Shopaholics may deny they have a problem for years. But many eventually turn to counseling or self-help programs, like Debtors Anonymous, which has some 145 groups across the nation, or Shopaholics Limited, a group in New York, to try to regain a sense of control over their lives. Compulsive buyers are urged to keep diaries of their moods, record when they hit the aisles, and call another member of the support group whenever they feel the craving. Among other recommendations: organize possessions, return unneeded merchandise, close credit accounts, don't shop when tired, enter stores armed with a list and exit after one hour.

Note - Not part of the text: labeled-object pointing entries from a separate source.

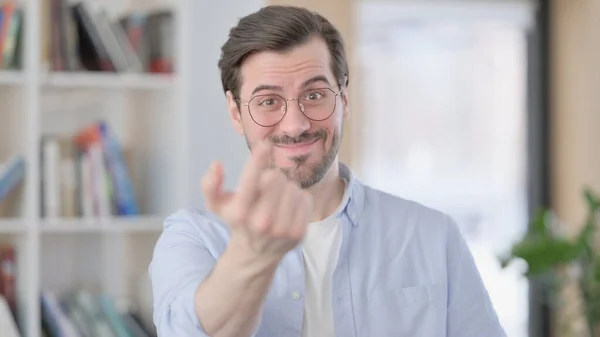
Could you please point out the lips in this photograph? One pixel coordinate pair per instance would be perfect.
(297, 148)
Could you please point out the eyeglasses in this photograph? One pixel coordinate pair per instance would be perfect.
(315, 104)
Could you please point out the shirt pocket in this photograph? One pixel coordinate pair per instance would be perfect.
(409, 311)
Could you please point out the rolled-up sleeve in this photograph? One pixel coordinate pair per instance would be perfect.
(179, 264)
(470, 310)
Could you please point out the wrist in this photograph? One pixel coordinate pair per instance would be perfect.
(241, 256)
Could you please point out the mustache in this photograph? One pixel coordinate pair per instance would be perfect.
(302, 138)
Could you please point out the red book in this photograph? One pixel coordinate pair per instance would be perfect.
(8, 276)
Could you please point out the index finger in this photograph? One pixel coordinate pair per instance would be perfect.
(250, 177)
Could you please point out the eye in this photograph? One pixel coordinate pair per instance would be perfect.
(313, 96)
(267, 101)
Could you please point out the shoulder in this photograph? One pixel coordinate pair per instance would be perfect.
(394, 210)
(196, 224)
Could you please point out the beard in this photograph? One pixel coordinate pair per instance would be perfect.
(302, 172)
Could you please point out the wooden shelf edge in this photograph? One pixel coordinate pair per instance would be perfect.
(103, 225)
(105, 80)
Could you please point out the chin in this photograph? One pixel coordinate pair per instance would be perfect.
(305, 174)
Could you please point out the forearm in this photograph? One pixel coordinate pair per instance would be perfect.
(229, 302)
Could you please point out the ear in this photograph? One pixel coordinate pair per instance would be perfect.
(346, 102)
(234, 113)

But, stresses Carla Perez, a San Francisco psychiatrist, "shopaholics have to find out what their real emotional needs are. Once they stop using shopping as an escape, they're stuck with the raw feelings." Those who fail to come to terms with the causes of their affliction may wind up in the throes of another destructive behavior -- for example, overeating or overdrinking. Recovering bingers measure their success on a day-by-day basis. Judith is searching for alternative things to do with her time: reading during lunch hour, going to a movie, enrolling in a course. She is considering joining a gym. That may be costly. But, she says, "it's not that expensive compared to what I've spent shopping."